Catfish range in size and behaviour from the heaviest, the giant Mekong Catfish in Southeast Asia and the longest, the Wels Catfish of Eurasia. The average size of the species is about 1.2 metres to 1.6 metres, and fish more than 2 metres are very rare. The largest specimens on record measure more than 2.5 metres in length and sometimes exceed 100 kilograms in weight.
The Wels Catfish was introduced to Britain, Italy, Spain, Greece and some other countries during the last century. The species has flourished in the warm lakes and rivers of Southern Europe. The River Danube, River Po in Italy and the River Ebro in Spain are famous for huge Wels Catfish, which grow up to 2 metres. These habitats contain plenty of food and lack natural predators.
Catfish Spawning Habits
Spawning habits vary between Catfish species. Catfish such as the Channel Catfish, the Blue Catfish and the White Catfish are nest builders. Spawning occurs mostly in rivers and streams in the spring and early summer when waters warm to 70 to 85 degrees Fahrenheit. Catfish also will spawn in larger lakes where suitable habitat is available. Eggs are deposited in nests secluded under banks or logs or over open bottom. The male chooses the nesting site, often a natural cavern or hole, clears the nest and guards the eggs and young. A female may lay 2,000 to 21,000 eggs that hatch in 6 to 10 days depending on water temperature. Males protect the fry until they leave the nest in about a week.
The Yellow Bullhead and Brown Bullhead spawn in May and June as a rule, with eggs deposited in a nest usually adjacent to a submerged object.

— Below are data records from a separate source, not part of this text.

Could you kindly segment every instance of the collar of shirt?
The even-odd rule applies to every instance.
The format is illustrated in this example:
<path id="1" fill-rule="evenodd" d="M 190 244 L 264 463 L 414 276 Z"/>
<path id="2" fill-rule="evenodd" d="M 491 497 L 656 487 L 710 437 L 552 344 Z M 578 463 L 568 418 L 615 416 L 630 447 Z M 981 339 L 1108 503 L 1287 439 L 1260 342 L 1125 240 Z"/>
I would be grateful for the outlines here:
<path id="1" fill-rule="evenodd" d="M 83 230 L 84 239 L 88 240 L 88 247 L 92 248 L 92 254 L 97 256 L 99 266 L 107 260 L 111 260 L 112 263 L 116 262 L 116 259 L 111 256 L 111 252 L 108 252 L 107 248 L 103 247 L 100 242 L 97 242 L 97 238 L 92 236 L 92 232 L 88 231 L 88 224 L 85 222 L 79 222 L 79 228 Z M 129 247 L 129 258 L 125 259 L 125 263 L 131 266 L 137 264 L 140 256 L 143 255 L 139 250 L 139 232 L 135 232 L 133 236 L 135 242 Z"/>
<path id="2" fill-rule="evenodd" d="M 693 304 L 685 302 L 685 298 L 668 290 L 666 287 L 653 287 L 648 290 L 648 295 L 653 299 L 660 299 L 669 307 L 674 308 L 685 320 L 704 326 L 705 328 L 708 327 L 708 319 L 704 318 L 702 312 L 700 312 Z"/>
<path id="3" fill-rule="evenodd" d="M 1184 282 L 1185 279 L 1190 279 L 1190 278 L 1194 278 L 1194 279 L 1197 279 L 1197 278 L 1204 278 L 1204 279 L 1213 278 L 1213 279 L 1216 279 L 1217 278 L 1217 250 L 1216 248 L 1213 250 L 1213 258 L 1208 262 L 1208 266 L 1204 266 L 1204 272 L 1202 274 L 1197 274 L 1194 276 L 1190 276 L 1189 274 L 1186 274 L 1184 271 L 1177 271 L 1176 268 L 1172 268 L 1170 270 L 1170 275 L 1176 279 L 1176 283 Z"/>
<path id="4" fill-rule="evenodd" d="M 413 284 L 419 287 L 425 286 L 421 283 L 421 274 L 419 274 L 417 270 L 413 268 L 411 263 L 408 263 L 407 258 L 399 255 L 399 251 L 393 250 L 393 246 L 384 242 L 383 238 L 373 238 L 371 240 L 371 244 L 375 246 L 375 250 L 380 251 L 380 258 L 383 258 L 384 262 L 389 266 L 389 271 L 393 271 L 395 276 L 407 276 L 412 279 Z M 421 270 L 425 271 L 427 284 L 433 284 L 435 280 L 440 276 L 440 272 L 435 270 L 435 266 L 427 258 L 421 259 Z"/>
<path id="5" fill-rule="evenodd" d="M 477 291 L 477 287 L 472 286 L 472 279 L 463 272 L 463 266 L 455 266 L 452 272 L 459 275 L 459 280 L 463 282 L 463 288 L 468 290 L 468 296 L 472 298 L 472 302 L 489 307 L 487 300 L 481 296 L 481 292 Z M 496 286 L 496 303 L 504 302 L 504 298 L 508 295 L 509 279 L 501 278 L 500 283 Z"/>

One or both parents take part in building the nest, and take turns caring for the eggs, which may number 2,000 to 4,000 and hatch in 5 to 10 days. The male guards the eggs and fry.
Catfish Diet and Feeding Habits
Different Catfish species have varied feeding habits. The Channel Catfish (Ictalurus punctatus) and Blue Catfish (Ictalurus furcatus) feed mainly at night using taste buds in the sensitive barbells and throughout the skin to locate prey. Although they normally feed on the bottom, channels also will feed at the surface and at mid-depth. Major foods are aquatic insects, crayfish, mollusks, crustaceans and fishes. Small channels consume invertebrates, but larger ones may eat fish. Contrary to popular belief, carrion is not their normal food.
The White Catfish (Ameiurus catus) eat fish as their major food, but they also eat larval aquatic insects, small crustaceans, fish eggs and aquatic plants. They may feed at night, but are not as nocturnal as other catfish.
Yellow Bullheads (Ameiurus natalis) are scavengers and prefer to feed on minnows, snails, shrimp and crayfish. They also will feed on insect larvae, vegetation and decaying organic matter. Scent and taste play a vital role in their feeding, most of which is done at night. Brown Bullheads (Ameiurus nebulosus) are primarily bottom feeders, feeding also mostly at night. Highly sensitive barbells enable them to smell a wide variety of food such as insects, plant material, carrion, small fish, snails, crayfish, worms and leeches.
Flathead Catfish (Pylodictis olivaris) are predatory fish and will consume bass, bream, shad, crayfish and often feed on other catfish. The young rely more extensively on aquatic insects and crayfish than do the adults. Large flatheads sometime congregate where food is plentiful such as near tailraces of dams. They often feed at the surface or in shallow water at night, returning to their residence in a hole or brush pile to rest during the day. They rarely eat dead or decaying matter.